Member of the Assembly of the Republic
- Incumbent
- Assumed office 26 March 2024
- Constituency: Faro District

Personal details
- Born: 16 March 1973 (age 53) Sacavém, Portugal
- Party: Portuguese: CHEGA
- Occupation: Politician

= Sandra Ribeiro =

Portuguese politician (born 1973)

Sandra Margarida de Melo Pereira Ribeiro (born 1973) is a Portuguese politician. In the 2024 Portuguese national election she was elected to the Assembly of the Republic as a representative of the right-wing CHEGA party.
==Early life and education==
Ribeiro was born on 16 March 1973 in Sacavém, to the northwest of the Portuguese capital of Lisbon. She obtained a degree in law. Prior to her election she worked for a real estate company.
==Political career==
Ribeiro joined CHEGA in 2019. Living in Quarteira in the Loulé municipality, she became a member and subsequently mayor of the Loulé municipal council and vice-president of CHEGA in the Faro National Assembly constituency. In the 2024 national election she was third on the CHEGA list of candidates for the constituency, in which the party won three of the nine available seats. Taking her seat in the parliament, she became a member of the Health Committee.

==Controversy==
In March 2023 the website "Cheganos.com" reported that Ribeiro had advocated violence against the then prime minister, António Costa, in a message to a CHEGA WhatsApp group for the Faro District.

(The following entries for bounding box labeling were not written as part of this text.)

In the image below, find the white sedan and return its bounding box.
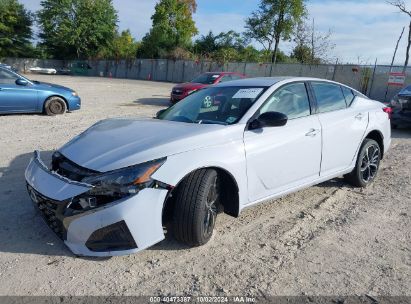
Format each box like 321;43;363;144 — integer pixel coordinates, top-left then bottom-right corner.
25;78;391;256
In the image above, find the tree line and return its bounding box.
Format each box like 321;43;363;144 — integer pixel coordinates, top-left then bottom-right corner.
0;0;350;64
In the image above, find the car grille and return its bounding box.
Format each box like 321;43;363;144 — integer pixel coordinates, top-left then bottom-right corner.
27;185;67;240
52;153;99;182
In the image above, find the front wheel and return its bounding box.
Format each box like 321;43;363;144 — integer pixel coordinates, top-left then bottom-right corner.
173;169;220;246
44;96;67;116
344;139;381;187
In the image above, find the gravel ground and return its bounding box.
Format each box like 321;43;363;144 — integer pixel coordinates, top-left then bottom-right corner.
0;76;411;296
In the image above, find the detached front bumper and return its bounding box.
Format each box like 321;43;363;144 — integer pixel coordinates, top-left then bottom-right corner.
25;152;168;256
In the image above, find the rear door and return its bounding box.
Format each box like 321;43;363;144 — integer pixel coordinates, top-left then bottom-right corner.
244;82;321;202
311;81;368;176
0;68;38;113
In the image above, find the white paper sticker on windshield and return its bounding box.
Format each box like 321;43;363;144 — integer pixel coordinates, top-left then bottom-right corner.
233;88;263;98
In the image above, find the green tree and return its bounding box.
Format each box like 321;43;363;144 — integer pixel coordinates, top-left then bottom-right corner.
38;0;117;59
0;0;33;57
139;0;198;58
245;0;306;63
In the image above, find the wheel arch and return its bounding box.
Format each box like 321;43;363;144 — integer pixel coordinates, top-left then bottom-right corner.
365;130;384;159
42;94;69;112
163;166;240;224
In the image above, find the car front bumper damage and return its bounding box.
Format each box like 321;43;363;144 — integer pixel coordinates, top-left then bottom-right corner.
25;152;168;256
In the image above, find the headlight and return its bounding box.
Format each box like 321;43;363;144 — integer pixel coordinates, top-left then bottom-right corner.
67;158;166;212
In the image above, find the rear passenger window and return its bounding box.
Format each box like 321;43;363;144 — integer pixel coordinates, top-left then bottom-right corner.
311;82;347;113
341;87;355;105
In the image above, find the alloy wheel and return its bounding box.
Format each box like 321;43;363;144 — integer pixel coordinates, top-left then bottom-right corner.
360;145;380;183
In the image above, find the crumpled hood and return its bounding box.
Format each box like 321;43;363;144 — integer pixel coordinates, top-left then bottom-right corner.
59;119;244;172
174;82;208;91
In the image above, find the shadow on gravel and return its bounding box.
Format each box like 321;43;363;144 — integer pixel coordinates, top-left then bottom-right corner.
0;151;74;257
133;97;171;108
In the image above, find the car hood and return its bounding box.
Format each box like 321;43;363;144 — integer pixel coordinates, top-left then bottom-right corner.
34;81;73;92
174;82;208;90
59;119;244;172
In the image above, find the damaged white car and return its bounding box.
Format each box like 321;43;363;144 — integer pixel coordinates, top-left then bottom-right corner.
25;78;391;256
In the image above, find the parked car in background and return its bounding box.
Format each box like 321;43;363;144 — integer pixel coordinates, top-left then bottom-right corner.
0;67;81;115
170;72;246;103
390;85;411;128
0;62;17;72
25;78;391;256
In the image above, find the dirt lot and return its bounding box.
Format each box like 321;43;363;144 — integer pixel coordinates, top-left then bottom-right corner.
0;76;411;296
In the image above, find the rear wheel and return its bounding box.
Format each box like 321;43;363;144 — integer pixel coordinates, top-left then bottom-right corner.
344;138;381;187
173;169;220;246
44;96;67;116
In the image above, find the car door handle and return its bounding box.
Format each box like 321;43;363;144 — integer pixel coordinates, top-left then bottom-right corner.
355;113;364;120
305;129;320;137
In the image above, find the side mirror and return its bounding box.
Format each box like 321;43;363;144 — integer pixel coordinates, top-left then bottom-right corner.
156;109;167;118
16;78;29;86
249;112;288;130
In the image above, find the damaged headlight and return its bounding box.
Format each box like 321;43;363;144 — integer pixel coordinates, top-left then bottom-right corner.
68;158;166;211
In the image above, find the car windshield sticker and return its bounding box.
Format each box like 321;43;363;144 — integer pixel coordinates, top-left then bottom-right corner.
203;96;213;108
233;88;263;98
226;116;237;123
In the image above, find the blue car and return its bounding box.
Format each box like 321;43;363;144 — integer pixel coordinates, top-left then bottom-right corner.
0;66;81;115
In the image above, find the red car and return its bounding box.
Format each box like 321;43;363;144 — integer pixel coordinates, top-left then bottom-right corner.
170;72;246;103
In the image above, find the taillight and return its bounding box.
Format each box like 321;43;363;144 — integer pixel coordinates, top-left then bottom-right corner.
382;107;392;119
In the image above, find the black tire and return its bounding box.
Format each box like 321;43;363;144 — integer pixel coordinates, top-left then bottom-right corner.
173;169;220;246
344;138;381;188
44;96;67;116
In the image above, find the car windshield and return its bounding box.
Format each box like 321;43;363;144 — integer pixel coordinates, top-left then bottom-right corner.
191;73;220;84
399;85;411;94
157;86;266;125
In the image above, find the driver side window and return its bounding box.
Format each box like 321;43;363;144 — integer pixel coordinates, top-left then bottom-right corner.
0;69;18;84
260;82;311;119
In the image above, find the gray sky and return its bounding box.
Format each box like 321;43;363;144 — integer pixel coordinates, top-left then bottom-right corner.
20;0;411;64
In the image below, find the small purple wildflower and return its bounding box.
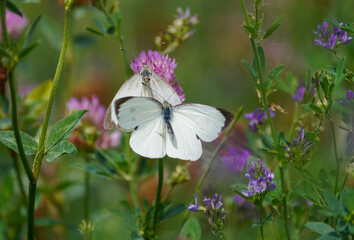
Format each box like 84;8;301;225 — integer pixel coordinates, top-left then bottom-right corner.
339;90;354;105
242;159;277;197
283;126;312;166
313;20;353;50
221;147;251;172
66;96;120;149
245;107;275;132
0;10;28;42
130;50;185;102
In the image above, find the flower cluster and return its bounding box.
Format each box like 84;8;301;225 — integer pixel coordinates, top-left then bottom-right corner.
130;50;185;102
245;107;275;132
0;10;28;42
339;90;354;105
283;127;312;167
313;20;353;50
242;159;277;197
66;96;120;149
291;81;315;102
188;193;227;237
221;147;251;172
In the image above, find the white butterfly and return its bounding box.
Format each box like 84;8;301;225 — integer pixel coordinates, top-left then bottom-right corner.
103;65;182;130
112;97;234;161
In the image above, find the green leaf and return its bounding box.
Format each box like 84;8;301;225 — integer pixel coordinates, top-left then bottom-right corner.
309;103;323;115
334;58;345;86
46;140;77;162
305;222;334;235
46;110;88;151
17;42;38;60
0;131;38;155
180;218;202;240
22;15;41;48
263;14;285;39
6;0;22;17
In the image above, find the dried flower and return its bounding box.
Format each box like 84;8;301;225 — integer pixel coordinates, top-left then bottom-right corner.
188;193;227;239
221;147;251;172
242;159;277;197
130;50;185;102
66;96;120;149
313;19;353;50
283;126;312;166
339;90;354;105
245;107;275;132
0;10;28;42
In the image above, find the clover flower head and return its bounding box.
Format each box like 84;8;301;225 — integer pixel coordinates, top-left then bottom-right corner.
130;50;185;102
66;96;120;149
245;107;275;132
242;159;277;197
339;90;354;105
0;10;28;42
283;126;312;166
313;19;353;50
221;147;251;172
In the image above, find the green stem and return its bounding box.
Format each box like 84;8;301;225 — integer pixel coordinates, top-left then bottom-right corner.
329;118;340;196
279;166;291;240
152;158;163;235
116;4;132;79
33;5;71;179
8;69;36;182
27;182;37;240
258;202;264;240
0;0;9;48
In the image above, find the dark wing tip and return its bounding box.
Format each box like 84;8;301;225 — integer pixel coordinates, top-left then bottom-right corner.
217;108;235;131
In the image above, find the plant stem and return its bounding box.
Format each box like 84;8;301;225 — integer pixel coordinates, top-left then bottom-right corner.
279;166;291;240
152;158;163;235
33;5;71;179
329;118;340;196
258;202;264;240
116;4;132;79
0;0;9;48
8;69;35;182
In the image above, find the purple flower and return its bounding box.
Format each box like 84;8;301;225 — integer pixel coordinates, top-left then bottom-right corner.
221;147;251;172
0;10;28;42
66;96;120;149
188;193;201;212
283;126;312;166
245;107;275;132
242;159;277;197
339;90;354;105
313;20;353;50
130;50;185;102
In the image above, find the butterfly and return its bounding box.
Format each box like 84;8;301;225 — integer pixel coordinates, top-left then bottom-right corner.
111;97;234;161
103;65;182;130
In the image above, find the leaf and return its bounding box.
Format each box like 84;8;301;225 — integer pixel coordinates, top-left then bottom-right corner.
46;110;88;151
0;131;38;155
6;0;23;17
22;15;41;48
262;14;285;40
305;222;334;235
17;42;38;60
334;58;345;86
46;140;77;162
180;218;202;240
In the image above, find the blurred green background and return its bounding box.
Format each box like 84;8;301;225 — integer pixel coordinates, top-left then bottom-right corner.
0;0;354;239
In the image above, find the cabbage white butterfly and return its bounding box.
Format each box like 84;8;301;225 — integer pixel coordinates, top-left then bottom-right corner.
103;65;182;130
112;97;234;161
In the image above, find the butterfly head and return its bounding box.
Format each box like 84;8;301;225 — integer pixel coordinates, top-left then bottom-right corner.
140;65;151;83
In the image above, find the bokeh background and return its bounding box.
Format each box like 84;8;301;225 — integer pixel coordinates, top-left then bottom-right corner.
0;0;354;239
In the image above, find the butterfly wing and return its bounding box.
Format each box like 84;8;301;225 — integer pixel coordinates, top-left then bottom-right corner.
114;97;166;158
166;104;234;161
149;72;182;106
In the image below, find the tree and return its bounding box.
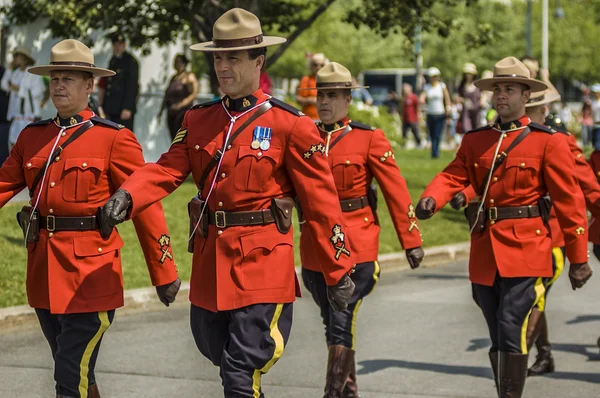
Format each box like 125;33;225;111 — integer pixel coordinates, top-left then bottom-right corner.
0;0;335;92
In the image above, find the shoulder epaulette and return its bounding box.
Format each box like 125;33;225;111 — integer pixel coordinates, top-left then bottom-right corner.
528;122;556;134
190;98;221;110
465;124;492;134
349;120;375;131
25;119;54;128
90;116;125;130
269;97;304;116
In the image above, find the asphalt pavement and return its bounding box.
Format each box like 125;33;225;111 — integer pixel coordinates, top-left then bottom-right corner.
0;261;600;398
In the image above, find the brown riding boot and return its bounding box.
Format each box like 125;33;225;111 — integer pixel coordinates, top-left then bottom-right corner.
498;352;528;398
527;315;554;376
342;354;360;398
88;384;100;398
489;351;500;395
323;345;354;398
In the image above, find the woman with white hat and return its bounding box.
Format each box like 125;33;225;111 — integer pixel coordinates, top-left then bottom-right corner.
419;66;451;158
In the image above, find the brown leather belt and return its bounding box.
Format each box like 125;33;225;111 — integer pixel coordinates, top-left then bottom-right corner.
40;216;100;232
208;209;275;228
485;205;541;221
340;196;369;213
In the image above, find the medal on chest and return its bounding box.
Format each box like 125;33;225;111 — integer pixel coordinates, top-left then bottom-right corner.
250;126;273;151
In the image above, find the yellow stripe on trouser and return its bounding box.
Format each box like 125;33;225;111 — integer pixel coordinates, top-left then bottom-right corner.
350;261;381;349
79;311;110;398
521;277;546;354
548;247;565;286
252;304;284;398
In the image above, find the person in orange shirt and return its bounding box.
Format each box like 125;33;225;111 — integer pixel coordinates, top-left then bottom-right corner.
416;57;592;398
296;53;328;122
450;88;600;376
300;62;423;398
0;39;180;398
103;8;354;398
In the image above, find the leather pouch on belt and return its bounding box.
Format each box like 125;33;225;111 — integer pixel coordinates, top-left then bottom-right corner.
271;197;295;234
465;202;486;232
188;196;208;253
17;206;40;242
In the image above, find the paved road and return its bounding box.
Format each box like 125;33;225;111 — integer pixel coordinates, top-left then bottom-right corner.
0;262;600;398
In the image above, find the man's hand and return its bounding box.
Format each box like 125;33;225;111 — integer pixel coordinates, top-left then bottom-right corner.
121;109;132;120
415;196;435;220
327;274;354;312
102;188;131;227
406;246;425;269
156;278;181;307
569;263;592;290
450;192;467;210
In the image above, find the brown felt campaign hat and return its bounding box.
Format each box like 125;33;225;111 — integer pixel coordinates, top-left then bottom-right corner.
473;57;548;92
298;62;369;90
190;8;286;52
28;39;115;77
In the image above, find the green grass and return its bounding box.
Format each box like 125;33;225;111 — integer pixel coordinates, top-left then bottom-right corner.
0;150;468;307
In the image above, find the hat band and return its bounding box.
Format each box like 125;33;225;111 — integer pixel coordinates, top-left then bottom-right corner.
213;33;263;48
494;74;530;79
317;82;352;88
50;61;96;68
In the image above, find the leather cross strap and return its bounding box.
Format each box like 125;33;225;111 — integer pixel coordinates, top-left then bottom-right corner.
29;120;94;198
340;196;369;213
208;209;275;228
329;124;352;150
40;215;100;232
197;101;273;194
477;126;531;196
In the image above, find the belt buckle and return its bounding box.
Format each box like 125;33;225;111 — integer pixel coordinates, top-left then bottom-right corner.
488;206;498;221
46;216;56;232
215;210;227;228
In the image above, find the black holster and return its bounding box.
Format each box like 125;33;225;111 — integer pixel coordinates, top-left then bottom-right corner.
188;196;208;253
367;184;379;225
465;202;486;232
17;206;40;242
271;197;295;234
538;195;552;224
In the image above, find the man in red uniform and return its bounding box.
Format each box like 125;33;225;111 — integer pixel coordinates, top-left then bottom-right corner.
416;57;591;397
0;40;180;398
105;8;354;398
450;88;600;376
300;62;423;398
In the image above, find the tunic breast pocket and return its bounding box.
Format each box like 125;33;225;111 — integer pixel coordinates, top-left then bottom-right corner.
331;155;364;191
234;146;281;192
23;156;48;188
62;157;104;202
503;155;541;195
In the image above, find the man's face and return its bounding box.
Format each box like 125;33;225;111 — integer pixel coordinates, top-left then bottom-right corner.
50;71;94;117
213;50;264;99
113;41;126;56
317;90;352;124
492;83;531;121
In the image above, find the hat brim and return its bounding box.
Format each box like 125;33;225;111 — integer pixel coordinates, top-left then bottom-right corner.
473;76;548;91
525;91;561;108
190;36;287;52
27;65;116;77
298;86;371;91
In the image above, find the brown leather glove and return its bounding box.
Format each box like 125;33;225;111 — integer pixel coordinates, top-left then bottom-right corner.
450;192;467;210
415;196;435;220
327;274;355;312
406;246;425;269
156;278;181;307
569;263;592;290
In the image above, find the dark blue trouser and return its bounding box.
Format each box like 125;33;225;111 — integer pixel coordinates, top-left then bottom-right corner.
427;115;446;158
35;308;115;398
190;303;292;398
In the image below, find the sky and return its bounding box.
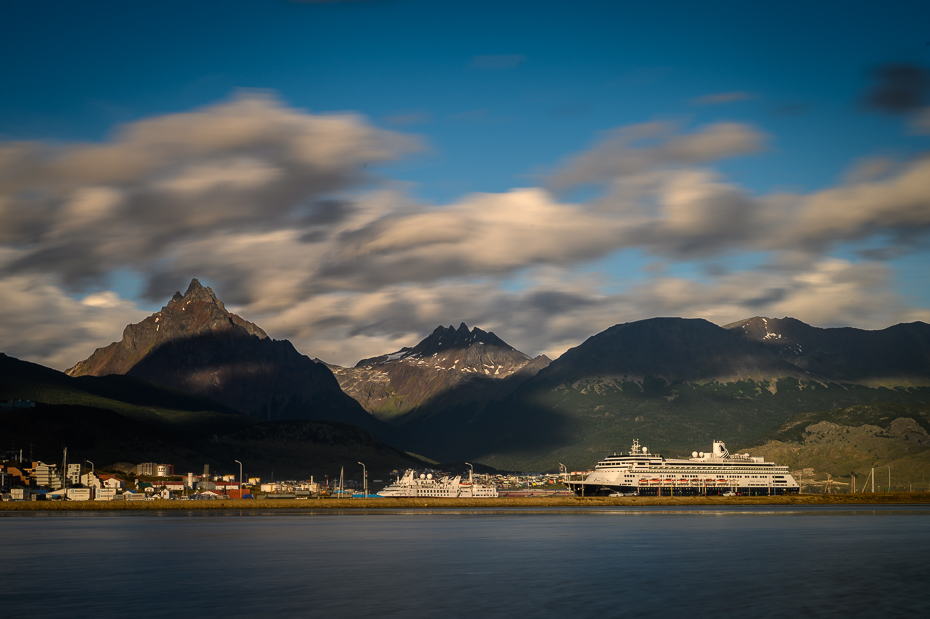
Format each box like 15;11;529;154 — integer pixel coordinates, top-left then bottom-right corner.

On the night of the day of the 2024 election, the online news source SAPO, in its Polígrafo section, said that its fact checking had confirmed the accuracy of that report. It reproduced the message, which appeared to say "hit him on the head with a pebble", and questioned why saying this should not have been an obstacle to her entering the parliament. While not confirming that she had written this message, Ribeiro said that comments on WhatsApp had been the result of frustration with the poor quality of Portuguese medical services.